L’idée d’affronter le dilemme de l’approvisionnement en matière de défense me remplit généralement d’effroi, un peu comme un examen dentaire; il s’agit d’une tâche nécessaire qui me réjouit très peu. L’ouvrage de Kim Richard Nossal, qui retrace l’histoire de l’approvisionnement en matière de défense au Canada, est cependant bien différent. Avec un titre sans aucun doute très approprié pour un document de politique, Charlie Foxtrot, un euphémisme pour l’expression anglaise « cluster f@ck », qu’on pourrait rendre par « beau gâchis », ce livre se lit très bien et est rempli d’anecdotes utiles, si non ahurissantes. Il vise à trouver une solution à l’infortune du Canada au chapitre des acquisitions de défense.

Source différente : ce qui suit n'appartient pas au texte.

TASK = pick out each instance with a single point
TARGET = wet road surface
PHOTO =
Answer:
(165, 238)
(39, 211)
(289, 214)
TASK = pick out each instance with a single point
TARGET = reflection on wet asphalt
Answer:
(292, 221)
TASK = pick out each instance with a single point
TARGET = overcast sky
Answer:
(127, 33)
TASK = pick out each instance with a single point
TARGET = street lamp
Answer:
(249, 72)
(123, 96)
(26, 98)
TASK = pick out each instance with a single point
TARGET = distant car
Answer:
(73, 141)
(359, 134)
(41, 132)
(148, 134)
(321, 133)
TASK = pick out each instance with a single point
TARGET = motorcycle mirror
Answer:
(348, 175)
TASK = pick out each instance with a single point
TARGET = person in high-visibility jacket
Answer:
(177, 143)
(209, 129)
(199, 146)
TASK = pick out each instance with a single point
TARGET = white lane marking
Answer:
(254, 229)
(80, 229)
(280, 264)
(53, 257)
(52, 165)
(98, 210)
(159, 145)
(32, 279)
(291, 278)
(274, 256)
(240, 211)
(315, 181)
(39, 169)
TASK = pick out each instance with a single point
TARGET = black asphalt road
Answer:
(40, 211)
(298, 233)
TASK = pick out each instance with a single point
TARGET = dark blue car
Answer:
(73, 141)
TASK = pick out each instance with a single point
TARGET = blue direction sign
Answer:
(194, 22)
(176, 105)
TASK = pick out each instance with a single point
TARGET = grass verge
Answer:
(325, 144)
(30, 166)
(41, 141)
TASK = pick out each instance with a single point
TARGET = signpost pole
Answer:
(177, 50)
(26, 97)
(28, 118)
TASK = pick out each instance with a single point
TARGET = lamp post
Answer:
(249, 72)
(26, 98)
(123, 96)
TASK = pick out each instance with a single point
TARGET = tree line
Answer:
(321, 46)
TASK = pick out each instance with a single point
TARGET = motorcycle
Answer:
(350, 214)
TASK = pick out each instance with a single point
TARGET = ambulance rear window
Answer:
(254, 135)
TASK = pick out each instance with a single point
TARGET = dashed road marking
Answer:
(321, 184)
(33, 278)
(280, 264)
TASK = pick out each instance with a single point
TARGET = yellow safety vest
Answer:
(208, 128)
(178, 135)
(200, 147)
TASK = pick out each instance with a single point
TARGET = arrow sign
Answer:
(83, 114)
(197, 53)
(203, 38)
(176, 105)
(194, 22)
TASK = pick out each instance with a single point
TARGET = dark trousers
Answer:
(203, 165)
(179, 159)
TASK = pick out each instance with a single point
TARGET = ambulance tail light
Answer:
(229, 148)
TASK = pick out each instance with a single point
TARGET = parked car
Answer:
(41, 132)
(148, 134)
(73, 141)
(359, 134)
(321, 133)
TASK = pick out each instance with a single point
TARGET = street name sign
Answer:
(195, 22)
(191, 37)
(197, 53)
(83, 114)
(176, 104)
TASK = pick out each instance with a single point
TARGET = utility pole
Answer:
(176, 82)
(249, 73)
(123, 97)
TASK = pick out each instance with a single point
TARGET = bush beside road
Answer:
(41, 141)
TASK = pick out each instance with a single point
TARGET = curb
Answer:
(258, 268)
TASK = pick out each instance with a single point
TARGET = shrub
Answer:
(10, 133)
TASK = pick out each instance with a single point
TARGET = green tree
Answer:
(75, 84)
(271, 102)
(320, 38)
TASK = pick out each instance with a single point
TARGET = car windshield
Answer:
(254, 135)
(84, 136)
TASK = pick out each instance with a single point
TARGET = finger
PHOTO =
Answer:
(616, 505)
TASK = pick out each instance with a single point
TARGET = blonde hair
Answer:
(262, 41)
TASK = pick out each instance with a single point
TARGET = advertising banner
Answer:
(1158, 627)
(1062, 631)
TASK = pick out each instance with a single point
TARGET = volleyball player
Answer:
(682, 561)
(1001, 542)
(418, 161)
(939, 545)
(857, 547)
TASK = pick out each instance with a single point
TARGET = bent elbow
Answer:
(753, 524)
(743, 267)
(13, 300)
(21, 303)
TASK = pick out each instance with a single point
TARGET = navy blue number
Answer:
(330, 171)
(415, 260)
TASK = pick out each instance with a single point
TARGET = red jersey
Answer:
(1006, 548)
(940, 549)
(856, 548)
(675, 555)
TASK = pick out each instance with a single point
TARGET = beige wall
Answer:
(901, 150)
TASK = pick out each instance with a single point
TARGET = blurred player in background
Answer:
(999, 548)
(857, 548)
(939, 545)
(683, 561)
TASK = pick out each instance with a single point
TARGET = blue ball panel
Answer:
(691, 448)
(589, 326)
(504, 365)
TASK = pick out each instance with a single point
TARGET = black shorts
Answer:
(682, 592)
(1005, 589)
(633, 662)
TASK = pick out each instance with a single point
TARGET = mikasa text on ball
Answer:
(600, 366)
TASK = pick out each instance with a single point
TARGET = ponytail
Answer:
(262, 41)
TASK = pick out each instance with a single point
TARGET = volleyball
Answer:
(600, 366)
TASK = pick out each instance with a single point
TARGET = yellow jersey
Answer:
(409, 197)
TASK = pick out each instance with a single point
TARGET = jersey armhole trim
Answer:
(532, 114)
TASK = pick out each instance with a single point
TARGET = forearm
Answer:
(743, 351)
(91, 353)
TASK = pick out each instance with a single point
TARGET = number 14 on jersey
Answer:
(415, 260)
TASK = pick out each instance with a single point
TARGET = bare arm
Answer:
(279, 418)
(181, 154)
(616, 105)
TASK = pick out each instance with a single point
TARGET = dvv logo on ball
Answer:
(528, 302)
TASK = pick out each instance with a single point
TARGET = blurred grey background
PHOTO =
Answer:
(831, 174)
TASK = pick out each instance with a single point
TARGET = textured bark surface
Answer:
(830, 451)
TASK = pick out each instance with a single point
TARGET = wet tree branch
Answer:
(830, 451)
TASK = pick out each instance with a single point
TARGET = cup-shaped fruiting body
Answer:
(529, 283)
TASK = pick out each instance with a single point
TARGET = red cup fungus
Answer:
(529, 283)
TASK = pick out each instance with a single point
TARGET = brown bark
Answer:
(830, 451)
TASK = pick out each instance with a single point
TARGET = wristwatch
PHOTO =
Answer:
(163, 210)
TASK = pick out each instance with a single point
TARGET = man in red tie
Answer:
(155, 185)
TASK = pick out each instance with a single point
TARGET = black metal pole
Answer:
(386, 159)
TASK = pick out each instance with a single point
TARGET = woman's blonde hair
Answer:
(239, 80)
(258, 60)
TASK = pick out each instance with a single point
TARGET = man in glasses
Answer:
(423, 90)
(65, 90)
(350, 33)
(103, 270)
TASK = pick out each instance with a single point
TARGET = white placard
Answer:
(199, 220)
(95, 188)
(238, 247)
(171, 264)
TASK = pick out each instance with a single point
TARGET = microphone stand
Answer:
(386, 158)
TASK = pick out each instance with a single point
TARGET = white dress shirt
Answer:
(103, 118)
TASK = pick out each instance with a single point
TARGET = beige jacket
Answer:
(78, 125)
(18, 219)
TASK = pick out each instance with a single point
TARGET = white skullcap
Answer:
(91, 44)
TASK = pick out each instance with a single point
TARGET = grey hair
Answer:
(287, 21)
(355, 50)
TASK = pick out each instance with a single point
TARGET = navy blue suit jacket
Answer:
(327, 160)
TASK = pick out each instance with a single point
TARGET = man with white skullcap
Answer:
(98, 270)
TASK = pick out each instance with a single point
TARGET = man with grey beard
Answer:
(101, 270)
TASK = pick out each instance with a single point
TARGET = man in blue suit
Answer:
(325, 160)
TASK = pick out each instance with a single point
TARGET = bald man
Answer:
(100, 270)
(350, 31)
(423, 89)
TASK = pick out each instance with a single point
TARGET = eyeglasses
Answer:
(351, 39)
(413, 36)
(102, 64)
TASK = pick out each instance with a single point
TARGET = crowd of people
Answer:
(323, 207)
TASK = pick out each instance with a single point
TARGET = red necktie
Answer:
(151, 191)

En 200 pages seulement, Nossal décrit dans un premier temps les « gâchis » de tout un siècle au chapitre de l’approvisionnement avant de passer à l’analyse de solutions futures à l’intention des politiciens. Parmi les insuccès en matière d’approvisionnement, mentionnons le fusil Ross, le CF150 Arrow, la jeep Iltis, les sous-marins de la classe Victoria, les hélicoptères Sea King et le F35. L’analyse de Nossal demeure singulièrement posée et réservée, compte tenu du fait que ces projets ont entraîné des milliers de décès aussi tragiques qu’inutiles et ont coûté des millions de dollars aux contribuables. Les gouvernements libéraux et conservateurs qui se sont succédé les uns aux autres (les « responsables ») sont fustigés pour de nombreuses décisions partisanes qui sont loin d’avoir débouché sur « le bon équipement, au moment voulu, au bon endroit, avec le soutien approprié et au bon prix. » Les « agents » (ou les fonctionnaires) sont à l’abri des critiques, à l’instar du public; c’est à ce niveau que Nossal aurait pu aller plus loin. Même s’il le sous-entend dans plusieurs cas, l’auteur ne mentionne pas ouvertement le rôle que jouent, dans les problèmes d’approvisionnement, l’industrie de la défense, les groupes de réflexion et les médias, qui font partie du « public » à mon avis, et qui ont leurs propres intentions et sont tout aussi partisans.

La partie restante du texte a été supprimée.